In 2013, he was elected an Associate Professor of the Department of Constitutional Law, and in 2015, by the decision of the Supreme Attestation Commission under the President of the Republic of Azerbaijan, he was awarded the scientific title of Associate Professor.

In 2018, he defended his doctoral dissertation on Internal mechanisms for the implementation of international law in the field of human rights and in 2019, by the decision of the Supreme Attestation Commission under the President of the Republic of Azerbaijan, he was awarded the degree of Doctor of Law.

Aliyev is specialized in administrative law, administrative procedure law, parliamentary law, constitutional law, advocacy, and local government law.

Career 
Subhan Aliyev has been working as a teacher at the Department of Constitutional Law of the Baku State University Law School since September 5, 2006, and teaches "Administrative Law", "Comparative Administrative Law", "Fundamentals of Law", "Administrative Procedure Law", "Civil Service".  He has been teaching "Administrative Law" and "Administrative Procedure Law" in the "SABAH" groups of the Ministry of Education since 2015, and in the Academy of the State Customs Committee of the Republic of Azerbaijan since 2018.

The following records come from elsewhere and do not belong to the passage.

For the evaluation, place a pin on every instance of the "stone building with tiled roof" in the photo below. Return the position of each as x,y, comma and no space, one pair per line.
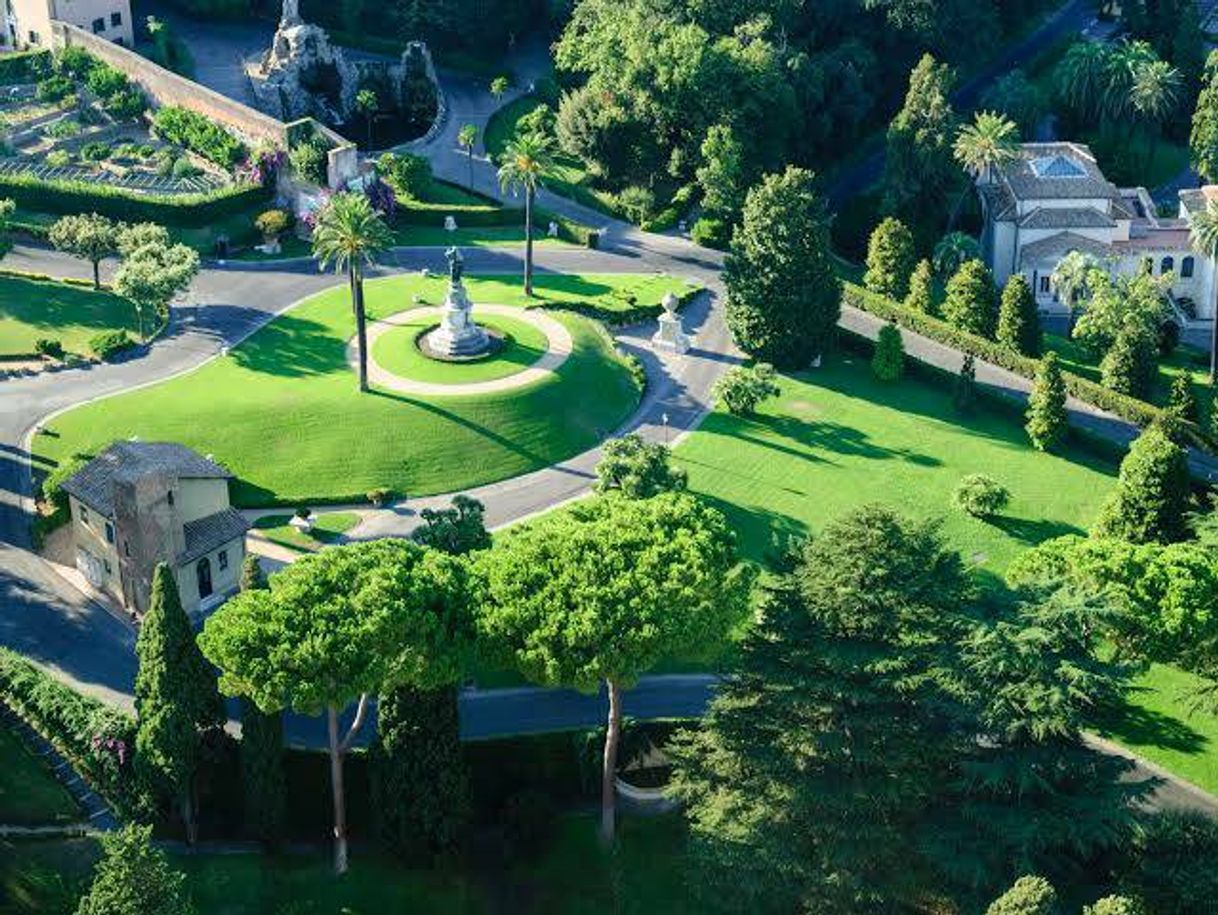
1054,199
140,503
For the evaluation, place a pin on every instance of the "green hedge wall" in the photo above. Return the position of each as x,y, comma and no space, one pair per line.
1128,408
179,211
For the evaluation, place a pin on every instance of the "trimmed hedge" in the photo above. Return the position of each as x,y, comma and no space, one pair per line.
96,738
179,211
1128,408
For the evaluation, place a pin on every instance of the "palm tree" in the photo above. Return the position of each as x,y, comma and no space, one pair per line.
467,138
528,158
350,234
983,146
1203,235
1154,95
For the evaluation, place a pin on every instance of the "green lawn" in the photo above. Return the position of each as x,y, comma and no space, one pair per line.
523,345
281,411
70,313
29,794
328,528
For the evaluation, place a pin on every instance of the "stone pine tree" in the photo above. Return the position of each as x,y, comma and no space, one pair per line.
888,361
1048,420
921,295
601,592
805,781
783,296
890,260
176,701
970,302
1018,322
134,877
1151,500
262,749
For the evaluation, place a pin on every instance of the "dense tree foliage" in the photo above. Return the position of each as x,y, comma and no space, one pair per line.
783,296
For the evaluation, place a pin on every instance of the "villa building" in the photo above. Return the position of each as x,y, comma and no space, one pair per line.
1054,199
141,503
28,22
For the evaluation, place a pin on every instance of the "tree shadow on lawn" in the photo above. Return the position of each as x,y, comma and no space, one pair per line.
292,347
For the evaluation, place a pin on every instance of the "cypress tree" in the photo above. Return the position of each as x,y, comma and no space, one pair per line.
890,260
970,301
921,296
1048,420
1151,498
176,701
888,361
1018,323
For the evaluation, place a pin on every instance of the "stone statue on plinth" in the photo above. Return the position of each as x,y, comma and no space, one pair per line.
670,336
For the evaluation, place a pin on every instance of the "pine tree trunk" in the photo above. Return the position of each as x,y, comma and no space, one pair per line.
608,790
340,804
529,199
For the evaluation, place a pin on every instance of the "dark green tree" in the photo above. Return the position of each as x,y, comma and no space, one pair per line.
176,701
1048,419
1018,323
805,784
134,877
783,296
970,302
890,260
1151,498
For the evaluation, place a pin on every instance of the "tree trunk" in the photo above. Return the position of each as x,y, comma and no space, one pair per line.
529,197
608,791
340,803
357,303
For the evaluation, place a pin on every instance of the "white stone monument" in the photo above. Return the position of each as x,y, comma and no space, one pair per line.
670,336
457,335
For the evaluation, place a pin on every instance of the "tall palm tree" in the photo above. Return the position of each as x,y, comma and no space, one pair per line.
528,158
1154,95
982,148
1203,235
350,234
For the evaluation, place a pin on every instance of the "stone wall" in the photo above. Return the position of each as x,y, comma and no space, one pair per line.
167,88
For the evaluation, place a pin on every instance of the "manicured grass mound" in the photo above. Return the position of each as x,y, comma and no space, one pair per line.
397,351
31,310
29,794
838,439
283,412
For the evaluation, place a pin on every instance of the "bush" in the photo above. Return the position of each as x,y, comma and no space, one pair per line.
110,344
199,134
981,496
49,347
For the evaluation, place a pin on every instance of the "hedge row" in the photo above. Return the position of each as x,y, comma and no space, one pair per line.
96,738
1128,408
179,211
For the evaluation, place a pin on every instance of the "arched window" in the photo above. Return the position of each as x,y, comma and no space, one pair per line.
204,573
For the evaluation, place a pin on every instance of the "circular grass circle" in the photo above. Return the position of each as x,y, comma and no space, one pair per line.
396,351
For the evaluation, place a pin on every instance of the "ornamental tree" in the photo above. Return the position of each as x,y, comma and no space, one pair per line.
603,591
87,235
1152,492
783,296
890,260
176,701
337,626
970,303
637,468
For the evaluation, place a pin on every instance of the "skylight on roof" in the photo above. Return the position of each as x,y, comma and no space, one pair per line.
1057,167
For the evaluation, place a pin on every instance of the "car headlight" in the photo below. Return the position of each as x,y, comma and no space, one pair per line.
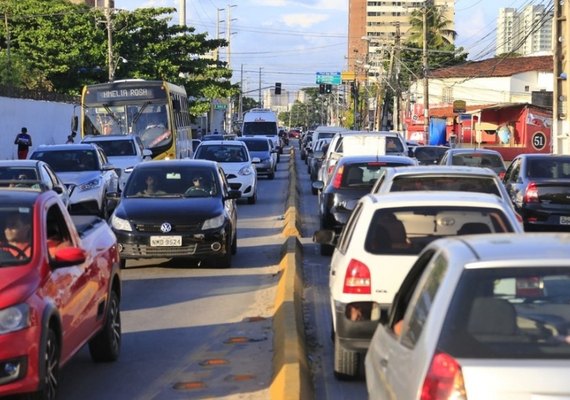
120,224
214,223
95,183
14,318
247,170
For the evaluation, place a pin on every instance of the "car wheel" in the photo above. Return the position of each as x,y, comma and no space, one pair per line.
252,199
49,367
234,244
106,345
345,361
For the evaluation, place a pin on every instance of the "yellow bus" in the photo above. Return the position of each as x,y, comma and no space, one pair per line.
156,111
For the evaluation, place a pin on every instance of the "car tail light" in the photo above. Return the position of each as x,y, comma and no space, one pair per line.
444,379
338,177
531,193
357,278
530,287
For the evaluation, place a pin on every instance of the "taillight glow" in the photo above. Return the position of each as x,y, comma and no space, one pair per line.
531,193
338,177
357,279
444,380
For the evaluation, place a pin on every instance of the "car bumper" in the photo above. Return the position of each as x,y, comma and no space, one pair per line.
19,351
356,323
194,245
246,184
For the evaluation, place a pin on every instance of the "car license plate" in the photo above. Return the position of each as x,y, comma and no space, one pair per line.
166,241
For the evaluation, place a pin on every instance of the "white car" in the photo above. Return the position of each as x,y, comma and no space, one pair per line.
123,151
236,162
85,171
483,317
376,249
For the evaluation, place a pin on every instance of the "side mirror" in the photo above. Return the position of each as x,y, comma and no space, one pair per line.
319,185
68,256
325,236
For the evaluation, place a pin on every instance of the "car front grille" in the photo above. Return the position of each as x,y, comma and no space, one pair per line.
179,228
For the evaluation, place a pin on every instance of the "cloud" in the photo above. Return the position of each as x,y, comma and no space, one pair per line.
303,20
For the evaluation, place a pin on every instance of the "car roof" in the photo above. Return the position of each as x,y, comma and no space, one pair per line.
441,170
67,147
434,198
187,162
378,158
105,138
517,250
20,163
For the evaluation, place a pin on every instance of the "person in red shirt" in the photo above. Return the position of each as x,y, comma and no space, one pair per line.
17,231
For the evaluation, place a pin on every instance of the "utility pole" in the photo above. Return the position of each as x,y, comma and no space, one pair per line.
109,24
426,68
560,133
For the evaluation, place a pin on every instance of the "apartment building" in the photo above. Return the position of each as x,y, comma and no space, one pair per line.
525,32
375,25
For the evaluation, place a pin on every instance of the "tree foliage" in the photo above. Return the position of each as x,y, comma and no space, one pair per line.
60,46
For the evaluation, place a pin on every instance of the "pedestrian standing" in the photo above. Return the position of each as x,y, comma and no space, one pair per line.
24,141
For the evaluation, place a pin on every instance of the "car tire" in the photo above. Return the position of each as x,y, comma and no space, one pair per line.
252,199
234,244
345,361
106,345
49,369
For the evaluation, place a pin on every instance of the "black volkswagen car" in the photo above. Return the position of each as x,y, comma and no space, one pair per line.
352,178
177,209
539,187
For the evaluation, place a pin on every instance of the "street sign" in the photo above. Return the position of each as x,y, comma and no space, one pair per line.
331,78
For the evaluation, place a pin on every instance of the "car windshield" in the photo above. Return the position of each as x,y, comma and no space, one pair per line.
222,153
117,148
68,160
16,235
509,313
172,182
461,183
409,230
257,145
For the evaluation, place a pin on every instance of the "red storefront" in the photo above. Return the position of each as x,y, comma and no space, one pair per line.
511,129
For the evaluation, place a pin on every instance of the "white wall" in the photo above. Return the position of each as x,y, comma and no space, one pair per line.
47,123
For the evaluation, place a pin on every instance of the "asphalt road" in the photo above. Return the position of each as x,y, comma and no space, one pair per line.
191,332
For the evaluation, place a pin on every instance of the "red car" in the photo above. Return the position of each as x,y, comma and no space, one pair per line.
59,289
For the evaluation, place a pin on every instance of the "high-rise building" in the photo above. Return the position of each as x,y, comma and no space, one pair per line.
524,32
374,25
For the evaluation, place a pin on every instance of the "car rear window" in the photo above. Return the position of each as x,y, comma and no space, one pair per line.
478,160
364,174
480,184
509,313
409,230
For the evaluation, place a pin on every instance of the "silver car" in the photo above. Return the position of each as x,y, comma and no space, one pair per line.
483,317
85,171
123,151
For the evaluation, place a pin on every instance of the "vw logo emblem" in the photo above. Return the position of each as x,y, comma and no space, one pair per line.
165,227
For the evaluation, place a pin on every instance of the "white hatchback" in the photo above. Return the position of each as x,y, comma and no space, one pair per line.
376,249
236,162
483,317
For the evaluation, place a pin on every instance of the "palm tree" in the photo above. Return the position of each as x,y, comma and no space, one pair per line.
438,32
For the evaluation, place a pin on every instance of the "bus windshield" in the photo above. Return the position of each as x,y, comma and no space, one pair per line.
148,121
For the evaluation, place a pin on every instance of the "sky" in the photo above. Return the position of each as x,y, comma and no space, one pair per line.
289,41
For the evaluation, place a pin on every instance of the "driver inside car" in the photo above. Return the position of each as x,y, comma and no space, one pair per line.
17,232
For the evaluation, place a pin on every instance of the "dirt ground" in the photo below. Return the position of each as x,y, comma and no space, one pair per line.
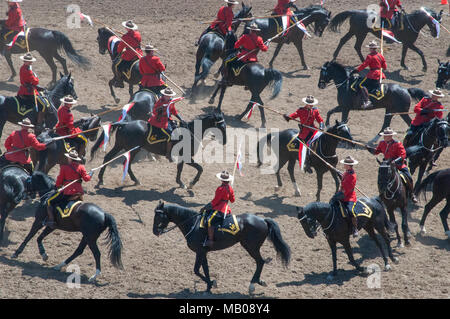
162,267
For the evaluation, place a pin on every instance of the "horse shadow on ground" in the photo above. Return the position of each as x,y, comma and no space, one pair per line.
189,294
290,75
34,269
397,77
5,86
275,204
230,120
203,92
133,196
439,243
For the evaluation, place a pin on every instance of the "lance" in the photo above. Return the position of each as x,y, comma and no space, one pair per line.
317,129
96,168
275,36
140,56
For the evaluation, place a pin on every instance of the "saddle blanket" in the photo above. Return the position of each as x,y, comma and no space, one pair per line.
229,224
157,135
359,209
67,210
376,94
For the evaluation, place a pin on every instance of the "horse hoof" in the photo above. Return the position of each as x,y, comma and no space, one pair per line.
251,289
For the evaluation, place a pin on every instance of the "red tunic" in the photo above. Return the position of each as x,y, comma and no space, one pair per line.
168,109
250,42
151,68
307,117
375,61
27,78
386,12
18,140
71,172
133,38
15,19
65,122
282,8
427,103
224,20
348,184
392,150
224,193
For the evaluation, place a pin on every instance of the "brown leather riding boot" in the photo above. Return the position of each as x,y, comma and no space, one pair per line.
365,100
210,241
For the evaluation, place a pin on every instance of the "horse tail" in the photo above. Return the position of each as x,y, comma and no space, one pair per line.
64,43
281,246
114,241
262,141
340,18
275,79
417,93
423,186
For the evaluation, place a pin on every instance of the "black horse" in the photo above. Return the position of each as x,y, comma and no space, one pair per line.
396,98
422,147
54,153
412,24
87,218
313,14
254,77
252,232
17,184
440,181
394,195
11,112
211,48
337,229
443,74
49,44
136,133
325,146
107,41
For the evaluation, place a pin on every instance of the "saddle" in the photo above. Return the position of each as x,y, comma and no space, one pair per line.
376,93
229,225
359,209
19,39
66,210
27,105
157,135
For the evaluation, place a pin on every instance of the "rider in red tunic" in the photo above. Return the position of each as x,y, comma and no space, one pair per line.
130,47
389,12
248,43
21,139
162,117
224,20
15,22
346,193
68,173
218,208
151,69
372,83
65,125
395,151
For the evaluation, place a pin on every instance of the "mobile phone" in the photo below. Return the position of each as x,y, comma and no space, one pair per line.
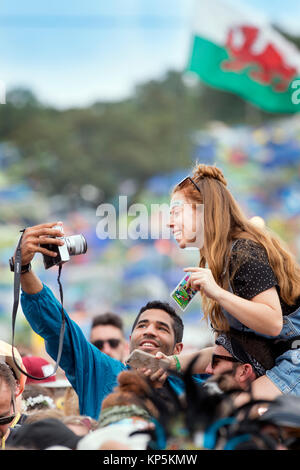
140,359
182,294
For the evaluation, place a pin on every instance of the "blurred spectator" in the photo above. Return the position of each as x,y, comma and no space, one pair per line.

Aliyev also participated as an expert-lawyer during the adoption of the decisions of the Plenum of the Constitutional Court on the approval and official announcement of the results of the 2013 Azerbaijani presidential election, the results of the 2015 parliamentary elections, as well as the interpretation of many legislative acts.

Since 2015, Aliyev has been conducting training on "Administrative Law" at the Academy of Justice for those admitted to the Ministry of Justice, judges, and lawyers. Among the people trained by Subhan Aliyev, there are employees of the State Migration Service.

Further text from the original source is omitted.